Her brain was a mess. The more she tried not to think about everything Eric said two nights ago, the more her brain obsessed about it.
She sighed heavily, then ripped the page out of the notebook, crumpled it, and tossed it on the coffee table. Her turtle, safe beneath the removable, Plexiglas tabletop, stretched his neck up toward the ball of paper beside three other crumpled pages of discarded crap. After a few twists and turns of his head, he went back to work, patrolling the mesh wire walls of his giant coffee table terrarium.
Kelsey had no other choice. She’d have to back out of this whole songwriting thing. Robin would understand. Kelsey wouldn’t even have to tell her about the pregnancy, just that it wasn’t working out. Or maybe she could tell her that Camille had been the genius in all their partnerships. It wouldn’t be a lie.
A steady knock on her apartment door momentarily saved her from her spiraling mediocrity mope. Kelsey glanced at her phone for a missed message, since she wasn’t expecting anyone. She was almost never expecting anyone. Especially not on a Sunday afternoon.

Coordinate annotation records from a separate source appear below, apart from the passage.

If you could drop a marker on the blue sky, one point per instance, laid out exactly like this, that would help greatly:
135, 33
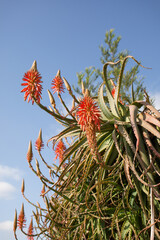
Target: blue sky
63, 35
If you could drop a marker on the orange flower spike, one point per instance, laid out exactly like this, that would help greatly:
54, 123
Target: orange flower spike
21, 219
43, 191
59, 150
113, 92
29, 153
33, 87
30, 230
57, 83
39, 143
88, 115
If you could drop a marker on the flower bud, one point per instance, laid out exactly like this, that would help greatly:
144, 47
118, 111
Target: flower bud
37, 168
66, 84
83, 89
34, 66
51, 98
15, 221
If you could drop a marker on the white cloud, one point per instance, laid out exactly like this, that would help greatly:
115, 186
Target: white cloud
6, 190
8, 172
6, 226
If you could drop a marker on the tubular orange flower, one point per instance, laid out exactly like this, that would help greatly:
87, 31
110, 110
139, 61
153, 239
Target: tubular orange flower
113, 92
57, 83
39, 143
33, 87
59, 150
88, 116
21, 219
88, 113
43, 191
30, 230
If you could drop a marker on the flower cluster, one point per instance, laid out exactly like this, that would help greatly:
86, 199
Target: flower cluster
21, 219
30, 230
39, 143
88, 115
33, 87
57, 84
59, 151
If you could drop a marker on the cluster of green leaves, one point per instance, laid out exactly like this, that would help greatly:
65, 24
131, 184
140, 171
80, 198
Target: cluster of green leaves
92, 76
116, 200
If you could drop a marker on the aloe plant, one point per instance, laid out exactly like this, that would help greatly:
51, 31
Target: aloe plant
107, 183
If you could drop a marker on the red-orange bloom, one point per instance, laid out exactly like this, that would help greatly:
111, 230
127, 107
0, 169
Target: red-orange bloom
59, 150
33, 87
21, 219
39, 143
88, 113
113, 92
58, 85
30, 231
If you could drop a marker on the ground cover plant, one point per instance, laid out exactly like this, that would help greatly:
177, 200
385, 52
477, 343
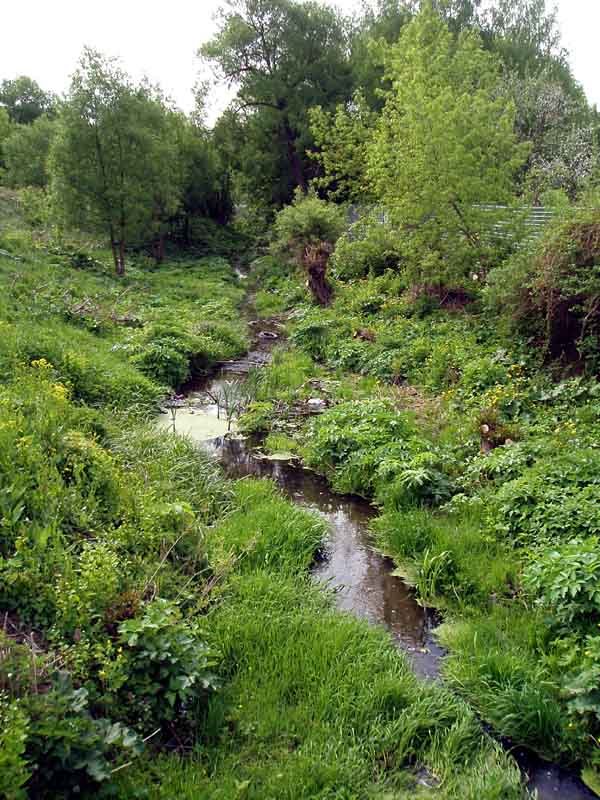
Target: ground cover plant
401, 208
159, 627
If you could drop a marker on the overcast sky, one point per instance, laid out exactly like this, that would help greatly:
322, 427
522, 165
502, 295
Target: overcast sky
160, 39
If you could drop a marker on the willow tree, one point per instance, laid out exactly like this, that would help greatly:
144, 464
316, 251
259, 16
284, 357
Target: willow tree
444, 148
115, 162
283, 57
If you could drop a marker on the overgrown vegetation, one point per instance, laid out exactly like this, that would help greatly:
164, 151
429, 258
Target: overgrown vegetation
437, 354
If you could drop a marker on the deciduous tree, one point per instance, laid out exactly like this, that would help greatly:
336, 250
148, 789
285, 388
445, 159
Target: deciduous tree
444, 146
24, 99
115, 162
284, 57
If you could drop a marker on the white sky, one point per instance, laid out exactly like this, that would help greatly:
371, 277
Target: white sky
159, 39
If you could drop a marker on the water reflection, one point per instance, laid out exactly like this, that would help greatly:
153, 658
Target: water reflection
361, 577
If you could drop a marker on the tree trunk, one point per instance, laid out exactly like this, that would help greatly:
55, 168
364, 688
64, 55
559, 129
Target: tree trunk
115, 251
120, 261
294, 158
315, 259
158, 248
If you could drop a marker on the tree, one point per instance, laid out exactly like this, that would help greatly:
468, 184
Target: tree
561, 128
444, 147
284, 57
115, 162
25, 100
525, 35
341, 138
26, 152
5, 130
305, 233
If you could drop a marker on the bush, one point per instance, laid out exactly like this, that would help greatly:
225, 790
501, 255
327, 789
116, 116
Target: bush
367, 249
72, 752
551, 289
566, 583
307, 221
551, 501
167, 668
14, 769
370, 449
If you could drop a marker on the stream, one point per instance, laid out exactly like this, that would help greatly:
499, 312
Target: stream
361, 578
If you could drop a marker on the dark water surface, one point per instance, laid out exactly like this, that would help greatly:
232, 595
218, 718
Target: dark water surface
361, 577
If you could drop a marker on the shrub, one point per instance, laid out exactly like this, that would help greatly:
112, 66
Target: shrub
368, 448
551, 289
566, 583
167, 668
369, 248
551, 501
14, 769
307, 221
72, 751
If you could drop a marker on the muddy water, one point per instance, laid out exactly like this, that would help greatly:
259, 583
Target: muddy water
361, 578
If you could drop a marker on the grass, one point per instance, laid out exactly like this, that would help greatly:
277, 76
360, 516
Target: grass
105, 520
320, 705
462, 377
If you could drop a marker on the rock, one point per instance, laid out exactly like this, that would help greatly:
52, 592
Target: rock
316, 404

When she looked through the peephole, she shook her head and opened the door. Natalie was flashing a giant smile.
“No Cadence?” Kelsey asked.
“Dropped her off at her dad’s on the way. You’re stuck with just me tonight.” Natalie took her arms from behind her back and held them up along with her offering—box of saltines, a can of loose herbal tea, and a package of sour candy straws. “Up for a movie?”
“Nope. But I’ve got a better idea.” Kelsey nodded inside. “I was just about to kill stuff.”
Kelsey and Natalie might have come from very different backgrounds and dealt with life in very different ways, but they did have one reliable shared self-care activity: video games.
“Sweet!” Natalie made a beeline for the living room, but paused before sitting on the couch. “That thing always creeps me out.”
“That thing has a name.”
“I know. Which one is he again?”
“Michelangelo.” Eric had given the turtle and the custom terrarium to her two years ago for her thirtieth birthday, because he knew she loved turtles. It was the sweetest thing anyone had ever done for her. Unfortunately, as much as she loved the little guy, he was a permanent reminder of Eric right in her living room.
Natalie chuckled and scratched at the mesh while the turtle hobble-ran over to her side. “The loud, flashy one who always wants attention. Just like the man who gave it to you. I should remember that.” She frowned and gave Kelsey a sideways glance. “Is this thing even safe?”
“We’ve had this discussion. He doesn’t have teeth.”
“No, I mean with you pregnant and all.”